Chowdhury Mueen-Uddin, who is director of Muslim Spiritual Care Provision in the NHS and is also a chairman of the Multi-Faith Group for Healthcare Chaplaincy, is accused of abducting, torturing and killing 18 journalists, academics and doctors during the bloody war of independence in Bangladesh in 1971.
Mr Mueen-Uddin, 63, who strongly denies the allegations, is believed to have fled Bangladesh shortly after the war ended, and has been living in London since the early Seventies.
Bangladesh's International Crimes Tribunal (ICT) – which has been set up to try the country's most notorious war criminals still alive – has announced that it has completed its year-long investigation into Mr Mueen-Uddin. The ICT's prosecution wing will announce formal charges against him in the next few days, said a senior official at the tribunal.
Sanaul Huq, the Inspector-General of Bangladesh's national police force, who is co-ordinating the ICT investigation, said his investigators believe that Mr Mueen-Uddin killed dozens of people during the independence war, but they can link him only to 18 murders with evidence and eyewitness testimonies.
The ICT said Mr Mueen-Uddin and his associates allegedly subjected their victims to horrendous torture before killing them and dumping their bodies in sports grounds which earned the nickname 'killing fields'.
Mr Huq told The Mail on Sunday: 'They abducted an eye doctor, and then gouged his eyes out before killing him and dumping his body.
'They abducted a cardiologist and cut out his heart before killing him and dumping his body.
'They kidnapped a woman journalist, and cut her breasts off before killing her. Her decomposing body was later found with her breasts cut off.
These victims were chosen because they were leading figures in the independence movement.

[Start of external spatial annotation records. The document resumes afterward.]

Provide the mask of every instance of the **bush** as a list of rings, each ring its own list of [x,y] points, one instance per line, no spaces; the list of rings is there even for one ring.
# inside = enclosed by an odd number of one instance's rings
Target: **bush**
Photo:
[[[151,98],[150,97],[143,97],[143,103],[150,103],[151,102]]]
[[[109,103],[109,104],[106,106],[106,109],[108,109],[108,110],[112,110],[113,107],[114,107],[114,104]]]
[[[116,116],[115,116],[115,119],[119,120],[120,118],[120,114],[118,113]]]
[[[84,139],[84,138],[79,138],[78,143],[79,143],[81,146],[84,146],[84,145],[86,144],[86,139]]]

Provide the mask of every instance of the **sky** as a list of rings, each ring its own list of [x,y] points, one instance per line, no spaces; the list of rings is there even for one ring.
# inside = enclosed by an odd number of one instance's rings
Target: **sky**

Mueen-Uddin was a leading figure when it comes to killing activists. This is why we want to try him in court.
'As soon as charges are made – which I can guarantee will happen in days – we will request the British Government to hand him back to Bangladesh, and we will ask Interpol for his arrest. We will use all means, diplomatic and legal, to bring him back. If we fail, we will try him in absentia.'
Mr Mueen-Uddin declined to respond to the allegations, but his lawyer Toby Cadman, a barrister at 9 Bedford Row International, said: 'As no formal allegations have thus far been put to Mr Mueen-Uddin it would be highly inappropriate for any formal response to be issued to the media.
This is a matter sub judice and therefore any and all media comment on the nature of the allegations, the strength of the evidence and the eventual outcome of the proceedings is to be avoided. It would be inappropriate at this stage to comment on the substance of the allegations. However, any and all allegations that Mr Mueen-Uddin committed or participated in any criminal conduct during the Liberation War of 1971 have been strongly denied in the past and will continue to be strongly denied in their entirety.'
if Mr Mueen-Uddin is found guilty of the charges, he could face the death penalty.

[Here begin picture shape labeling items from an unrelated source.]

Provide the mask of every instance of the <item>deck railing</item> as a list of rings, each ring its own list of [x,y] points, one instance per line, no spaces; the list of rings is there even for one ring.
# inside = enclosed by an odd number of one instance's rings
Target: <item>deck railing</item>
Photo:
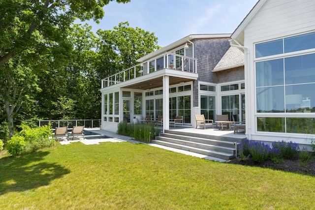
[[[197,59],[166,52],[102,79],[101,88],[106,88],[165,68],[197,73]]]
[[[101,120],[38,120],[38,126],[43,126],[51,122],[53,128],[56,127],[68,127],[72,128],[74,126],[84,125],[86,128],[100,128]]]

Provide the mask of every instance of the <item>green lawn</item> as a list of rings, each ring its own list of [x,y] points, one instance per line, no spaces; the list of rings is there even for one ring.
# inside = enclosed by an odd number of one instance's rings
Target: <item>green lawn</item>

Mr Cadman added: 'The United Kingdom would not extradite a person where they are at risk of the death penalty – clearly a barrier in the present case due to the repeated remarks by the government of Bangladesh that the accused at the Tribunal will face the death penalty.'
After Britain gave India independence in 1947, the region now known as Bangladesh became a province of Pakistan, and was known as East Pakistan. But residents of East Pakistan became increasingly frustrated because they believed they were being treated like colonial subjects by their government based in the west of the country.
As a result, Bangladesh became independent in December 1971 after a nine-month civil war, during which hundreds of thousands were killed by the Pakistan military. At the time, Mr Mueen-Uddin was among those who did not want a secular Bangladesh splitting from the 'Islamic state' of Pakistan, say ICT investigators.

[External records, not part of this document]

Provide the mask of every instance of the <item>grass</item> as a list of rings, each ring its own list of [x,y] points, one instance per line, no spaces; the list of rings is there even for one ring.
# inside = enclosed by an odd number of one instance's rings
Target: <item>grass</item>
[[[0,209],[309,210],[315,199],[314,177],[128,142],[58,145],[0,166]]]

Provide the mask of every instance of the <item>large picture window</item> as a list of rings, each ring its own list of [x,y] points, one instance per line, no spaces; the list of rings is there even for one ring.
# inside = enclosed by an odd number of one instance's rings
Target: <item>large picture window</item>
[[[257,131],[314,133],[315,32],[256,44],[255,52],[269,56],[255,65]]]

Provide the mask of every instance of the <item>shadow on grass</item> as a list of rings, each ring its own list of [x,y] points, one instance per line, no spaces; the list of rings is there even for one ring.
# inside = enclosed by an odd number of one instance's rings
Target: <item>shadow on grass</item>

They say that during the civil war, Mr Mueen-Uddin was working as a journalist for a newspaper called the Daily Purbadesh in the capital Dhaka. But he was also said to be a secret member of an Islamic terrorist group called the Al-Badr Brigade, which abducted and killed leading figures of the independence movement for the Pakistani military. Mr Huq says Mr Mueen-Uddin fled Bangladesh shortly after independence, and went to Britain via India, Nepal and then Pakistan, from where he caught a flight to London in the early Seventies.
Over the decades, he became one of Britain's most influential Muslim leaders, was instrumental in setting up the Muslim Council of Britain (MCB), and is now one of the trustees of the UK's leading Islamic charity, Muslim Aid.